# Kobe Bryant Gets a New Nickname: '81' (at practice today)



## Brian34Cook (Mar 26, 2003)

(Yea yea another Kobe thread, hurry up and get here Friday!)



> Kobe Bryant practiced Tuesday for the first time since his astonishing performance against the
> Toronto Raptors, and was tagged with a new nickname.
> 
> "Just calling me 81," he said of his teammates.
> ...


LINK


----------



## GNG (Aug 17, 2002)

I've suggested that he change his jersey number, if for nothing else just to see what happens on the General board as a result.


----------



## shobe42 (Jun 21, 2002)

i liek what kobe says about hoping to go back to not having to score... not that it surprises me b/c Kobe has always been about the win... but it's nice to hear...


----------



## Shady* (Jul 3, 2005)

The hall of fame is 'so gone?' Whats that supposed to mean?

I love how Kobe and everyone else still thinks he won't beat 81. :biggrin: 

Wilt, YOU'RE NEXT!


----------



## Brian34Cook (Mar 26, 2003)

What I think he meant, is the stuff going into the HOF is already done and over and he's focused on the next game?


----------



## Unique (Apr 13, 2005)

Ahh I bet Kobe's enjoying these 4 days off....


----------



## essaywhuman (Aug 10, 2005)

MC AK said:


> The hall of fame is 'so gone?' Whats that supposed to mean?
> 
> I love how Kobe and everyone else still thinks he won't beat 81. :biggrin:
> 
> Wilt, YOU'RE NEXT!


He's talking about his shoes. The HOF wanted his shoes after the game and he said "they are (as in his shoes" so gone"


----------



## One on One (Dec 12, 2004)

He should definitely change his # to 81, but I don't know if that'd help his image lol.


----------



## DANNY (Aug 9, 2005)

i want his shoes


----------



## Sean (Jun 7, 2002)

SHOES WANTED

Bryant said one of the calls he fielded after his record night was from officials at the Basketball Hall of Fame in Springfield, Mass. *He said he thought they might want his jersey or perhaps shorts, so he quickly put those aside after the game.*

"But they want the shoes. That's really, really cool. That's not something I ever thought about," Bryant said.
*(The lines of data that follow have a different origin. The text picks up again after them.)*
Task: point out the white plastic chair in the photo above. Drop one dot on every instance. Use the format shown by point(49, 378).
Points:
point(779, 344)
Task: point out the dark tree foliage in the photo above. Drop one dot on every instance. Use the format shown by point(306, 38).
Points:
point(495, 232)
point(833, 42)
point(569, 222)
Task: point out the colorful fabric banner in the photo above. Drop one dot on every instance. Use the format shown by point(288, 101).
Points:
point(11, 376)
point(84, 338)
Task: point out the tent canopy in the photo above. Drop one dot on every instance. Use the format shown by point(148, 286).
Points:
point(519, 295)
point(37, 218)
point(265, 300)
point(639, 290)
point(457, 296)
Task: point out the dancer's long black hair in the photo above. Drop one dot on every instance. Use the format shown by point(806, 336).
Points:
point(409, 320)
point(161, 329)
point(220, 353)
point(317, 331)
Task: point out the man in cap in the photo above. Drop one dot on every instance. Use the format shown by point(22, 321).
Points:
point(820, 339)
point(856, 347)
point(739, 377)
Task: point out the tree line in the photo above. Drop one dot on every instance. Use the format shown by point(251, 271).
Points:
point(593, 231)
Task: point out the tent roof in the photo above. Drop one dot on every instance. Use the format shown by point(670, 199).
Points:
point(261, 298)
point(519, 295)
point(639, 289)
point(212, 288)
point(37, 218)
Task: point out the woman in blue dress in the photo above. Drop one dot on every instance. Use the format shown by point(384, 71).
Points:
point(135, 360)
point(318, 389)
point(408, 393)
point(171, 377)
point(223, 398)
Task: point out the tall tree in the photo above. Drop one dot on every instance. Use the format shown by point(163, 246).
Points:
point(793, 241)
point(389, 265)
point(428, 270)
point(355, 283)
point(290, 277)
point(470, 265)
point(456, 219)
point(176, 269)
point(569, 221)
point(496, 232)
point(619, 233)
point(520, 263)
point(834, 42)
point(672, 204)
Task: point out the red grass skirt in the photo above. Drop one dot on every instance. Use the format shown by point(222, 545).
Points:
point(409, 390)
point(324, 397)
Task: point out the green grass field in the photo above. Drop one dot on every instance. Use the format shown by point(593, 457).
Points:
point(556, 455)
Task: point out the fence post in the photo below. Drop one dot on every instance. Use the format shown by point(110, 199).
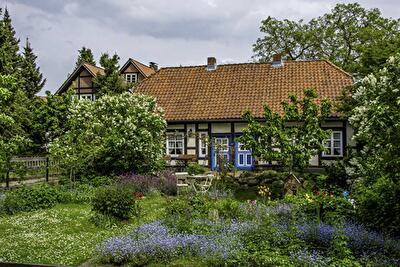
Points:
point(47, 169)
point(8, 179)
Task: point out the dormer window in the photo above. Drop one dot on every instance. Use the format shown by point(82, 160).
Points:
point(131, 77)
point(90, 97)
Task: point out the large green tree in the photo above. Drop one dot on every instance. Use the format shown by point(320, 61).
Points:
point(10, 59)
point(111, 82)
point(85, 56)
point(32, 78)
point(14, 118)
point(112, 135)
point(50, 116)
point(292, 138)
point(345, 36)
point(376, 122)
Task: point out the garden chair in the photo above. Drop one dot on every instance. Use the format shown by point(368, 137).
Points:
point(181, 181)
point(202, 183)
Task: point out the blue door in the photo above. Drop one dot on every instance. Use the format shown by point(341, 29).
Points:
point(243, 158)
point(219, 150)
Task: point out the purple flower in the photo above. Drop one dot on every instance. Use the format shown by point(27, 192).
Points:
point(153, 242)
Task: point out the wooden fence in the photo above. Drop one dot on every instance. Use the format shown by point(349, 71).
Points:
point(31, 168)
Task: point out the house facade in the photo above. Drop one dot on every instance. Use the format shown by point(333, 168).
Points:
point(81, 78)
point(207, 103)
point(204, 104)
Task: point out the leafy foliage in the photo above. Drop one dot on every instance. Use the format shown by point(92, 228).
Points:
point(164, 182)
point(291, 139)
point(32, 78)
point(377, 100)
point(113, 135)
point(111, 82)
point(50, 116)
point(116, 201)
point(14, 117)
point(30, 198)
point(356, 39)
point(10, 60)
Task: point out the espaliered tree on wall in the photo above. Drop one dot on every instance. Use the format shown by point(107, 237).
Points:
point(292, 138)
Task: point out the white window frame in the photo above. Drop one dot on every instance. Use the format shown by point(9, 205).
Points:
point(172, 137)
point(87, 97)
point(225, 148)
point(202, 144)
point(131, 77)
point(332, 147)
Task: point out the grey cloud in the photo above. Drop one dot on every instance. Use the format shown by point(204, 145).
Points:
point(170, 32)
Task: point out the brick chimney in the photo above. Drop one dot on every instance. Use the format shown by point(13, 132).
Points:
point(154, 66)
point(277, 61)
point(211, 63)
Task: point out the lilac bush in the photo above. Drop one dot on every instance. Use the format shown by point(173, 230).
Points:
point(154, 242)
point(165, 182)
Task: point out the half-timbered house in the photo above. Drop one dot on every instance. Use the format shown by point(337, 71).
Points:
point(209, 101)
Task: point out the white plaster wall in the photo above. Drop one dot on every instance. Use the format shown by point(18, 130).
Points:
point(349, 135)
point(314, 160)
point(203, 126)
point(239, 126)
point(220, 127)
point(203, 162)
point(332, 124)
point(191, 151)
point(176, 127)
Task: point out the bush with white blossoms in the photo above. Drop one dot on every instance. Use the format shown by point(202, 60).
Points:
point(112, 135)
point(376, 121)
Are you going to send them?

"Pfff. The Hall of Fame, you serious? They are so gone," he said.


----------



## City_Dawg (Jul 25, 2004)

shobe42 said:


> i liek what kobe says about hoping to go back to not having to score... not that it surprises me b/c Kobe has always been about the win... but it's nice to hear...
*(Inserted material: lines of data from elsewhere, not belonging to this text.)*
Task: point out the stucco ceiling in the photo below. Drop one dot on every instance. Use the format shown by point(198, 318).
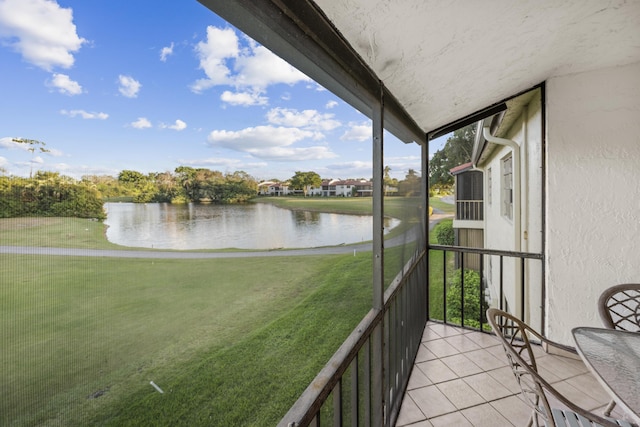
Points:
point(444, 60)
point(439, 60)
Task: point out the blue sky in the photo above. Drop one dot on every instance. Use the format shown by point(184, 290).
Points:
point(150, 86)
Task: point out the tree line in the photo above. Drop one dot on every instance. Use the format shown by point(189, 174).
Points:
point(52, 194)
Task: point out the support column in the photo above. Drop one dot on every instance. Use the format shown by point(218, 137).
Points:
point(378, 395)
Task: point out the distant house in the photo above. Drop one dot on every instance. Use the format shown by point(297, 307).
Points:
point(354, 188)
point(269, 188)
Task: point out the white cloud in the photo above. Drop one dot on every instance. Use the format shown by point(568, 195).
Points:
point(141, 123)
point(129, 86)
point(221, 44)
point(357, 132)
point(245, 99)
point(178, 125)
point(260, 68)
point(216, 162)
point(165, 52)
point(254, 67)
point(331, 104)
point(65, 85)
point(8, 143)
point(41, 31)
point(84, 114)
point(269, 142)
point(308, 119)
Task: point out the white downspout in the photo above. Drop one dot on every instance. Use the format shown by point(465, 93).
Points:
point(486, 132)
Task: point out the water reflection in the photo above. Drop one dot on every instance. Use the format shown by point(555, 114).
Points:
point(251, 226)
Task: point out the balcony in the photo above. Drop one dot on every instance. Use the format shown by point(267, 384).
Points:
point(461, 378)
point(401, 367)
point(469, 210)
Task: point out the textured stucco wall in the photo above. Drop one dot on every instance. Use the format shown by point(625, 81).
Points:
point(593, 187)
point(500, 234)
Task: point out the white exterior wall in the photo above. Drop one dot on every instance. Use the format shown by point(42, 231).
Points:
point(593, 186)
point(500, 231)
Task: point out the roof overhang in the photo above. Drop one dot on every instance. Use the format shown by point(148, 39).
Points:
point(301, 34)
point(438, 63)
Too bad people wont believe it


----------



## Whack Arnolds (Dec 5, 2005)

MC AK said:


> The hall of fame is 'so gone?' Whats that supposed to mean?


The NBA called Kobe, and asked if they could have his shoes placed in the HOF immedietly, Kobe responded with : "Are you serious, of course, they're so gone." As in he is sending them already cause he is so excited...


----------



## Wilmatic2 (Oct 30, 2005)

This thread got me laughing with all the confusion.


----------